Only 3.9% of respondents reported having had COVID-19; 0.7% reported having had a severe case. Yet 57% of respondents reported that the pandemic had had negative consequences with regard to their health or their finances or social situation.
Those who were unable to get care for their other health conditions because of the pandemic (2% of all respondents) reported the worst mental well-being, followed by those who struggled for basic necessities (1.4%).
Reduced household income was associated with a 4% lower score but affected a higher percentage of people (17%). Social isolation was associated with a score of about 20 less. Higher rates of lifetime traumas and adversities were likewise associated with lower scores for mental well-being.
Creative, generous approach
Commenting on the survey results, Ken Duckworth, MD, clinical professor at Harvard Medical School, Boston, and chief medical officer of the National Alliance of Mental Illness, noted that the findings were similar to findings from studies in the United States, which showed disproportionately higher rates of mental health problems in younger individuals. Dr.
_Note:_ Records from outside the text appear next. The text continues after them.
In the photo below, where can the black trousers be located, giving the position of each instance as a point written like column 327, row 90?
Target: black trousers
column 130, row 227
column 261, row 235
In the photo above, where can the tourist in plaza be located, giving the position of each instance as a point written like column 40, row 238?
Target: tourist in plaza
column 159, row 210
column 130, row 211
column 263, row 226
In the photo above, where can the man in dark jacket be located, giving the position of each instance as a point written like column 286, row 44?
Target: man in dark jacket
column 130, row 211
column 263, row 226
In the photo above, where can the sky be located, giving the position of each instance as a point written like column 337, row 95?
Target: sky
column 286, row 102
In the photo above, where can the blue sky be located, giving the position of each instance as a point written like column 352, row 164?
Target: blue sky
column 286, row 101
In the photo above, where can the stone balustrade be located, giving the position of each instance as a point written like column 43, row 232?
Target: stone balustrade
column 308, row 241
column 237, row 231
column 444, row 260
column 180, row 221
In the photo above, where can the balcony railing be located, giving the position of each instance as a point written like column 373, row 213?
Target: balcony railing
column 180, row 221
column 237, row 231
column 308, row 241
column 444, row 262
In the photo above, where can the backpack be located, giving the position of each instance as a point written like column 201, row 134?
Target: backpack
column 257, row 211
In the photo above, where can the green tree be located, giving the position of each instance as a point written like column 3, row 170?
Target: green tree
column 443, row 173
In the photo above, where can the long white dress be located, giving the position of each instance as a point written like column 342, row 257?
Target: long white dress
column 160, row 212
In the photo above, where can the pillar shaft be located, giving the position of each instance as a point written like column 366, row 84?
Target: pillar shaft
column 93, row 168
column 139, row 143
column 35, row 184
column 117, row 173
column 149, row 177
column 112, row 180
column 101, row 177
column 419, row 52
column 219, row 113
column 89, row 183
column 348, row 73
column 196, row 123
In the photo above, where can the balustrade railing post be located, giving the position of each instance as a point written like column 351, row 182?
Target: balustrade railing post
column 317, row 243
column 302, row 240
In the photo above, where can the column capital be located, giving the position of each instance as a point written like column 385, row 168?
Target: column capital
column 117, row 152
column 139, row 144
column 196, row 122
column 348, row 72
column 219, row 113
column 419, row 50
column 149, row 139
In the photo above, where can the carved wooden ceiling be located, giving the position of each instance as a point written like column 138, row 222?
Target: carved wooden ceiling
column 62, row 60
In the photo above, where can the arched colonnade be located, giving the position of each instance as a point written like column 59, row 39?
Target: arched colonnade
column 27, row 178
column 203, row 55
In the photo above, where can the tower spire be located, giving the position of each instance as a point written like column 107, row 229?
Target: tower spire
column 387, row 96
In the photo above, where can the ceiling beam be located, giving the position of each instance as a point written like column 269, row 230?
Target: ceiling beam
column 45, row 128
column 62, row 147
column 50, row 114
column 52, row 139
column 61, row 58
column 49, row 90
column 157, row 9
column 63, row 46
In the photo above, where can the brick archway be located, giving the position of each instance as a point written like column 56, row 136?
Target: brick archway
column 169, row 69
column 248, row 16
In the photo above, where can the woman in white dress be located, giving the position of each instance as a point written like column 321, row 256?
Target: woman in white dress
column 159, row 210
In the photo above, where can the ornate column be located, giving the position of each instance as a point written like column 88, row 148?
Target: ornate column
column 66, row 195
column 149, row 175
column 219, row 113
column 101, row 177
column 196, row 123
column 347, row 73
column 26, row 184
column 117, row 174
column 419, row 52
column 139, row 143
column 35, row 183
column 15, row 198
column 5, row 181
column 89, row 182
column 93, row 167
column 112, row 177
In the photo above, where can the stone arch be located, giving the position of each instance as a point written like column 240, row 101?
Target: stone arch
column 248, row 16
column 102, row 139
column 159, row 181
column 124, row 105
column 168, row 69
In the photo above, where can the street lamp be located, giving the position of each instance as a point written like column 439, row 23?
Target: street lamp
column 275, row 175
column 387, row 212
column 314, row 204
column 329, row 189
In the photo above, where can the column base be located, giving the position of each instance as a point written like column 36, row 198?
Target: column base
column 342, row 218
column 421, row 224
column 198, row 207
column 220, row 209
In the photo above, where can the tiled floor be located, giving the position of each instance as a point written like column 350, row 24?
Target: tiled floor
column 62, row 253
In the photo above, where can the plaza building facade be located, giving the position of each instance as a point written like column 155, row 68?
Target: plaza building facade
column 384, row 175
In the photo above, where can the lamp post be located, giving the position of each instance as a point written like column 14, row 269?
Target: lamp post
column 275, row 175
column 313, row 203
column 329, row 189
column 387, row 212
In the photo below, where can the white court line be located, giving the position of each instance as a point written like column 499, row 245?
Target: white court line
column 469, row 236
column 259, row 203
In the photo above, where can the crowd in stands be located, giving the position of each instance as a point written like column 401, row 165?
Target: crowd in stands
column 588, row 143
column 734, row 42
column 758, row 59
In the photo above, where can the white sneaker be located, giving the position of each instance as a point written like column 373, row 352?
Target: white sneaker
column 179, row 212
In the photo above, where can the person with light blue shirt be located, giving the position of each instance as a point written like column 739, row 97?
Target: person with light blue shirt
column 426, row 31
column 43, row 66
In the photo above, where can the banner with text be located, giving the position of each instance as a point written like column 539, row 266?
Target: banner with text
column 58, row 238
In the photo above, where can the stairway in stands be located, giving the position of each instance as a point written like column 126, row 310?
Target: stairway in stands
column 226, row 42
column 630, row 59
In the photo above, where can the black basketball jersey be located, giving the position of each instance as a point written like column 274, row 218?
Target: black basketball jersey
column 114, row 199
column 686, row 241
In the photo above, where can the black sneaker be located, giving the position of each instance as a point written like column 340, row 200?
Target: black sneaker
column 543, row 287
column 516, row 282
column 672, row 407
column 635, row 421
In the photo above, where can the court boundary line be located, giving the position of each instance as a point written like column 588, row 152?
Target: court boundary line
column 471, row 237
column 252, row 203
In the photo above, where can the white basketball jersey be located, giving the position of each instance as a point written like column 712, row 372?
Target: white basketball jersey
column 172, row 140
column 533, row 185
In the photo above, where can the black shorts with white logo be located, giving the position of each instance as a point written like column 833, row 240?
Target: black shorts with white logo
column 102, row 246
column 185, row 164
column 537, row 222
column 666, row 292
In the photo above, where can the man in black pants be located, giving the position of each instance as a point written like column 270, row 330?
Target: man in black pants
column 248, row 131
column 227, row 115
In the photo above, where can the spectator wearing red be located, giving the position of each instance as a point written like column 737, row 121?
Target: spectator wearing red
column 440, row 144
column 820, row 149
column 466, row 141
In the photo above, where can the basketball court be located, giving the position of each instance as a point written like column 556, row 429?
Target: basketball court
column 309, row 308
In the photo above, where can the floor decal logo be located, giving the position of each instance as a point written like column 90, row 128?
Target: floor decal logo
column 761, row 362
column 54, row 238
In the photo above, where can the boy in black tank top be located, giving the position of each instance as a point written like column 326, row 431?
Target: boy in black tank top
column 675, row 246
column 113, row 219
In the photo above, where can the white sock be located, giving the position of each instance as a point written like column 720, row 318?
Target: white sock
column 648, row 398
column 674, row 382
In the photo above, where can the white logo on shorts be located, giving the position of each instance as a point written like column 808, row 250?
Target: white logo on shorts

Duckworth was not involved with the survey.
“The idea that this is an international phenomenon and the broad-stroke finding that younger people are suffering across nations is compelling and important for policymakers to look at,” he said.
Dr. Duckworth noted that although the findings are not “representative” of entire populations in a given country, the report is a “first step in a long journey.”
He described the report as “extremely brilliant, creative, and generous, allowing any academician to get access to the data.”
He saw it “less as a definitive report and more as a directionally informative survey that will yield great fruit over time.”
In a comment, Joshua Morganstein, MD, chair of the American Psychiatric Association’s Committee on the Psychiatric Dimensions of Disaster, said: “One of the important things a document like this highlights is the importance of understanding more where risk [for mental health disorders] is concentrated and what things have occurred or might occur that can buffer against that risk or protect us from it. We see that each nation has similar but also different challenges.”
Dr. Thiagarajan is the founder and chief scientist of Sapien Labs. Her coauthors are employees of Sapien Labs. Dr. Duckworth and Dr. Morganstein disclosed no relevant financial relationships.
A version of this article first appeared on Medscape.com.